The majority opinion in Shelby acknowledges that racial discrimination in voting continues, but notes that the situation has improved since 1965 and that the procedures in the current Voting Rights Act do not make a clean fit with the current forms and pattern of discrimination. Ordinarily however a federal statute is not invalidated on the ground that it’s dated. I hardly think the Supreme Court justices believe (as did Alexander Bickel) that “desuetude” is a constitutional doctrine. And the criticisms of the statute in the majority opinion are rather tepid. That’s why the court’s invocation of “equal sovereignty” is an indispensable prop of the decision. But, as I said, there is no doctrine of equal sovereignty. The opinion rests on air.

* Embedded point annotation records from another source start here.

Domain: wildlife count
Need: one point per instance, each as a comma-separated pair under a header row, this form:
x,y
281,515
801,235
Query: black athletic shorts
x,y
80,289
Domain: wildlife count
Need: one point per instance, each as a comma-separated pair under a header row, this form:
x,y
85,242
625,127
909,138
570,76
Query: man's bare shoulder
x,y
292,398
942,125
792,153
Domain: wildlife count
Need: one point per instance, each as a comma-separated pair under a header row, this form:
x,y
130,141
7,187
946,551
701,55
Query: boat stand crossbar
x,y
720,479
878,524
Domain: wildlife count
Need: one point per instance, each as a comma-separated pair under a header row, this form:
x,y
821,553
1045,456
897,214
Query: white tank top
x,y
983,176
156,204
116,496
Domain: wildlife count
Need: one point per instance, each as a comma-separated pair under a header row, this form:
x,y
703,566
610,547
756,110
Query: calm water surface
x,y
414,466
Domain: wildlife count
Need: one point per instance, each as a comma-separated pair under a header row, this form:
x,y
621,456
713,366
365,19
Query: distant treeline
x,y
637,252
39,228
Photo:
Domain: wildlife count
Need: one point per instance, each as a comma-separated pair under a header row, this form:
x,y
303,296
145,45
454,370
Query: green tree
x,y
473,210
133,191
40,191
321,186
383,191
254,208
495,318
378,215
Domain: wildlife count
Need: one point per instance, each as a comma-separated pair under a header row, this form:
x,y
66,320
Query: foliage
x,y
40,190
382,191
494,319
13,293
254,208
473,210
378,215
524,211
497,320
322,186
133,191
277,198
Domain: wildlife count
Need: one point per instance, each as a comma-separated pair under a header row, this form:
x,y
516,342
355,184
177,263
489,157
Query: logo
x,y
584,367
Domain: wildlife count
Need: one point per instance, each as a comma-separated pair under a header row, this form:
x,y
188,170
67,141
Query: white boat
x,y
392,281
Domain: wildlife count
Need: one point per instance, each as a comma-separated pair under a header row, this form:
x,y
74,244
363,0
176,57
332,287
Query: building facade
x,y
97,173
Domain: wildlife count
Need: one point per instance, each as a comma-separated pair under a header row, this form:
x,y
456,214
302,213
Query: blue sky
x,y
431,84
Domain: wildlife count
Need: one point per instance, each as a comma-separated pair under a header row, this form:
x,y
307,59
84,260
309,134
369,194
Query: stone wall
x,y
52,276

Emily calls Chief Justice Roberts a “stealth conservative” whose “genius” is to conceal his political agenda. That’s a roundabout way of saying that a modest, pedestrian opinion may be more effective than one that, being forthright and candid, thrusts its inadequacies in the reader’s eye. But the real key to “stealth” jurisprudence is patient, crafty incrementalism (no conservative monopoly on that strategy, of course). It’s a strategy illustrated by Shelby’s predecessor, the 2009 decision in Northwest Austin Municipal Utility District No. 1 v. Holder, heavily cited in Shelby. That was a case in which Chief Justice Roberts, again writing for the majority, criticized the same part of the Voting Rights Act, and invoked the same imaginary doctrine of “equal sovereignty,” yet without actually invalidating anything, and so avoiding a dissent by the liberal justices. So now in Shelby he could quote extensively from his opinion in Northwest Austin as if to imply that really there was nothing new here—just a small and logical next step.

Was that a disreputable tactic, or merely a clever one?